6 | Next, learn the basics.
“The dismounting and remounting of the bike being one of the main skills required,” Field says. “It sounds easy but to get right it takes quite a bit of time. Apart from that the sport is so easy to literally turn up to and have a go at the best bit of advice would be to just turn up to a local event and give it a go.”
“It feels awesome to nail a dismount smoothly or ride up a tough section,” Powers says. “Get some friends together and practice. Find a skills clinic — there everywhere these days — and go out. Make mistakes, ask questions, keep practicing.
“I recommend a little bit of running training, too. For more help, see my Jeremy Powers Cross Camp video tutorial series.”
7 | Dress appropriately.
“If you’re warm at the start line of a race, you’re overdressed,” Powers says. “After one lap of max effort your body heats up so it’s likely you’re best dressed with fewer items on that you might think at first.
“As temperatures gets colder a good set of legwarmers and neoprene gloves are vital. Base layers are important and nothing beats wool for base layers. Wool keeps you warm even when wet and you will get wet racing cross. A good set of gloves will definitely go a long way.”
“In the US, we really appreciate riders going outside the norms of cycling apparel."
8 | Watch your food and drink intake before a race.
“We eat a lot of easily digestible snacks before the events,” Powers says. “Sometimes even liquid-based because if you're eating too much food just before the start of a cyclocross race and it's very bumpy, you typically get an upset stomach.

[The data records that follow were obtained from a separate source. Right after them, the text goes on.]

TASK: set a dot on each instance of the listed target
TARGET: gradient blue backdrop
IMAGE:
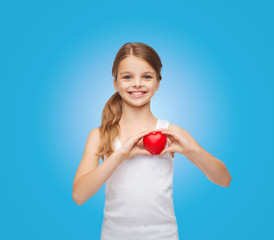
(56, 60)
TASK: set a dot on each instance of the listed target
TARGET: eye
(148, 76)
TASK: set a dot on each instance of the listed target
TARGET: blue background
(56, 60)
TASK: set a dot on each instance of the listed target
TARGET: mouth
(137, 93)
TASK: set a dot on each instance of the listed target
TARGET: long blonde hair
(112, 111)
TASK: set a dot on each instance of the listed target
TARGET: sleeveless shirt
(139, 198)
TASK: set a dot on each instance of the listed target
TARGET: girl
(139, 185)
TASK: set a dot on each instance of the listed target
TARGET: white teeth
(139, 93)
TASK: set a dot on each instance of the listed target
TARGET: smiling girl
(139, 185)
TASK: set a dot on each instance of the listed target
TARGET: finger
(144, 152)
(166, 150)
(170, 133)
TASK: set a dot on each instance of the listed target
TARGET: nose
(138, 82)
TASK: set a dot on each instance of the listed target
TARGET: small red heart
(155, 142)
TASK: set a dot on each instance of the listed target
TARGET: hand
(180, 143)
(131, 148)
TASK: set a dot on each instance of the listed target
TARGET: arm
(90, 177)
(213, 168)
(185, 144)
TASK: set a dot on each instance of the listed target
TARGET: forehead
(134, 64)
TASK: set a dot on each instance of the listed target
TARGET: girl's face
(135, 74)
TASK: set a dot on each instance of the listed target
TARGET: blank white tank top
(139, 198)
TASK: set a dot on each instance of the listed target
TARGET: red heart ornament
(155, 142)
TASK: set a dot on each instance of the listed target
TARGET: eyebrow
(131, 72)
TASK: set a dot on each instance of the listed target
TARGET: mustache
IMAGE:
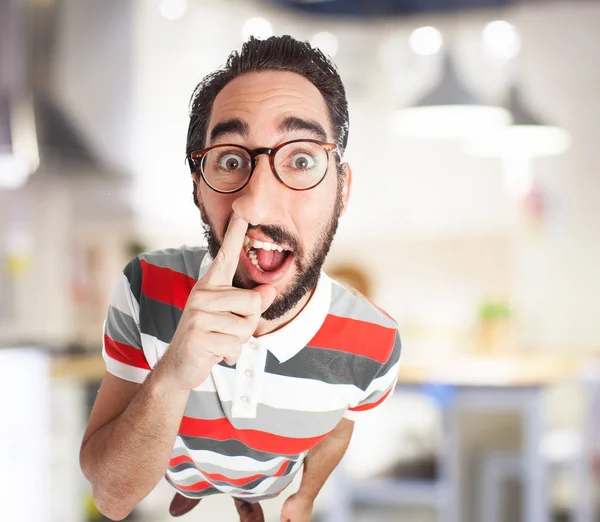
(279, 235)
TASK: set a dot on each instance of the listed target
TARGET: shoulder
(169, 265)
(354, 324)
(184, 260)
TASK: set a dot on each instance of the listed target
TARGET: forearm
(323, 458)
(125, 459)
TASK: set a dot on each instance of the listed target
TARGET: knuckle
(198, 321)
(255, 300)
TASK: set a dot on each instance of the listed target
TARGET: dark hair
(277, 53)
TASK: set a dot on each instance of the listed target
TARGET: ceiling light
(327, 42)
(258, 27)
(448, 111)
(426, 41)
(501, 40)
(173, 9)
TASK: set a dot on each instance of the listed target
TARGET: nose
(262, 200)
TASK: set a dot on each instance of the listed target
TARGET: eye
(302, 161)
(231, 161)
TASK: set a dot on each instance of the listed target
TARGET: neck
(264, 327)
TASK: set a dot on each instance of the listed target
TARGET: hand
(297, 508)
(217, 318)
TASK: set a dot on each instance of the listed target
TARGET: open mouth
(266, 256)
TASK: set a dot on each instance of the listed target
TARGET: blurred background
(473, 221)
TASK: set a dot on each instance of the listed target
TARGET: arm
(318, 465)
(129, 439)
(133, 427)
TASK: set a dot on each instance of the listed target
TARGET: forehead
(263, 99)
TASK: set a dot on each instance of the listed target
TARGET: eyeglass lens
(300, 165)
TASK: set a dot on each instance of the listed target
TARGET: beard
(308, 266)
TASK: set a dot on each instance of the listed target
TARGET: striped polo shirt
(247, 428)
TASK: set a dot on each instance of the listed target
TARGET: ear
(347, 186)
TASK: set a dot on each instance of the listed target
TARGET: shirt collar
(291, 338)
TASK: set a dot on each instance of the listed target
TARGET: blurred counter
(512, 370)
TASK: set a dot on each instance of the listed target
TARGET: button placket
(246, 381)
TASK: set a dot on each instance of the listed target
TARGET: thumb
(268, 294)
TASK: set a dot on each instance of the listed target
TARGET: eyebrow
(289, 124)
(293, 123)
(232, 126)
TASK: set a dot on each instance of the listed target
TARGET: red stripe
(356, 337)
(125, 353)
(221, 429)
(198, 486)
(166, 285)
(215, 477)
(175, 461)
(371, 405)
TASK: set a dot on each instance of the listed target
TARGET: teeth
(265, 245)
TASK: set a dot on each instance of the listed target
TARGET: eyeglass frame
(198, 156)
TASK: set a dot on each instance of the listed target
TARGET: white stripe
(262, 488)
(237, 463)
(124, 371)
(293, 393)
(124, 301)
(385, 381)
(185, 474)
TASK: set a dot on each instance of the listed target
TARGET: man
(232, 367)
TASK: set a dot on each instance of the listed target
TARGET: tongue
(270, 260)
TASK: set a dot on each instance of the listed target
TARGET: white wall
(410, 191)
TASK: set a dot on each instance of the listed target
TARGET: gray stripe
(185, 260)
(321, 364)
(231, 448)
(158, 319)
(231, 473)
(286, 423)
(347, 302)
(393, 358)
(260, 498)
(374, 397)
(194, 494)
(133, 273)
(329, 366)
(205, 405)
(122, 328)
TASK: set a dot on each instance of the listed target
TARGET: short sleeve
(381, 386)
(122, 349)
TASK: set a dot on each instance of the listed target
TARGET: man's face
(264, 109)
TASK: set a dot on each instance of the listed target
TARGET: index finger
(223, 269)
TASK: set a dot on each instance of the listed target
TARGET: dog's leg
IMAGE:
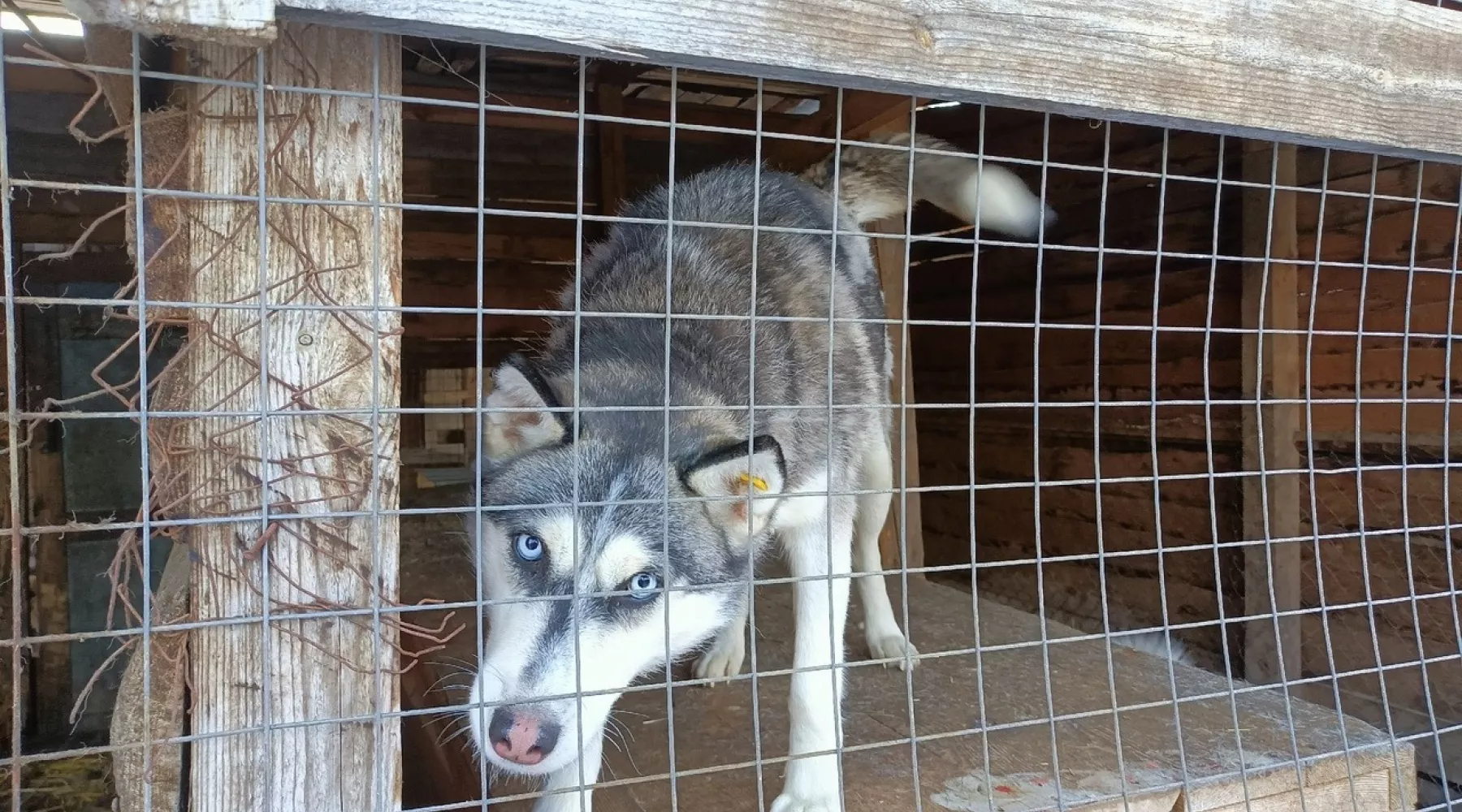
(724, 658)
(879, 624)
(822, 558)
(568, 779)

“Water bottles are not advised for racing because their placement on the bike interferes with carrying the bike. It’s also very likely that the course difficulty and race speed will require hands on the bars at all times. Races are short and as you learn the process you’ll learn how to prepare for a race effort without taking food and water.”
9 | Pack a Thermos.
“I’d say it’s essential to have warm fluids on a cold training day,” Powers says. “Cross is an autumn/winter sport, so you're going to have to have some stuff to keep yourself warm.”
10 | There will be mud. And cowbells.
"The cowbells are a big part of Swiss heritage," Powers says. "They've stuck, especially in the US. We've really adopted the cowbell as a good, fun way to cheer on and make noise on the sidelines."